Avversità, (irrational) beliefs e conseguenze- Rational emotive behavior therapy (REBT) [5]

Ellis ha creato uno schema fondato su tre dimensioni alla base della sofferenza psichica, il modello ABC, dove A indica l’evento attivante, ossia il modo in cui viene percepito un certo fatto negativo, C indica le conseguenze patologiche o disfunzionali dal punto di vista emozionale e comportamentale (è ciò che spinge ad andare da un terapeuta) e B (beliefs) rappresenta il sistema di credenze suddiviso in credenze razionali e irrazionali. Il terapeuta REBT ha come obiettivo la sostituzione delle credenze irrazionali con quelle razionali. L’idea di fondo è che “C”, la sofferenza, sia causata da un sistema di credenze irrazionali, ossia imperativi rigidi accompagnati da valutazioni anch’esse a loro volta irrazionali.

Secondo questa prospettiva, un soggetto molto sofferente e debilitato psichicamente spesso crede che C sia causato da A, cioè ignora, è inconsapevole del fatto che C sia causato da credenze, atteggiamenti e opinioni irrazionali (B).

Di fronte a un evento negativo, una critica, una frustrazione si prova in genere un’emozione negativa che può diventare patologica e disfunzionale se viene esagerata o adattiva, cioè colta come un’occasione per crescere. È in questo preciso punto che si installa la concezione clinica centrale della REBT: sono i pensieri irrazionali a fomentare la sofferenza psichica.
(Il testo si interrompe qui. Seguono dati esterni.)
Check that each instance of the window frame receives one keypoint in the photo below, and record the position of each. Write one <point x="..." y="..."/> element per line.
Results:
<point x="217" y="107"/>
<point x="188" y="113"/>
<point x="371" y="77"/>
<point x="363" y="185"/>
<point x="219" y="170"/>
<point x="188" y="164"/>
L’obiettivo principale per il terapeuta REBT è quello di insegnare al paziente che la sofferenza emotiva è causata dalle credenze irrazionali e non dagli eventi esterni, dalle altre persone o dagli eventi del passato. Promuove cioè innanzitutto la connessione B–>C anziché A–>C.

A questo si aggiunge il fatto che spesso i pazienti soffrono per il fatto stesso di soffrire, cioè, le emozioni disfunzionali e i comportamenti disadattivi, C,  diventano A, ossia, ci si focalizza su ogni goffaggine, titubanza, emozione negativa e questo crea ulteriore sofferenza che si crede legata alla propria fragilità, al fatto di stare per perdere il controllo della situazione.

Facciamo un esempio, “Un paziente viene criticato a lavoro dal suo diretto superiore” (evento attivante, A), “E’ terribile essere trattati così, non dovrebbe farlo, è un bastardo!” (credenza irrazionale, B), “E’ arrabbiato con il suo responsabile, gli urla contro e va via sbattendo la porta”. Questa sequenza può portare, spesso, a quest’altra: “La rabbia, gli insulti e l’essersene andato in malo modo” diventano A2, ossia, un evento attivante secondario; “Devo riuscire a restare calmo, a non agitarmi” e “Sono sbagliato per aver reagito così”, diventa una credenza secondaria, B2 che poi porta a una conseguenza secondaria, C2 “Rabbia contro se stessi o vergogna”.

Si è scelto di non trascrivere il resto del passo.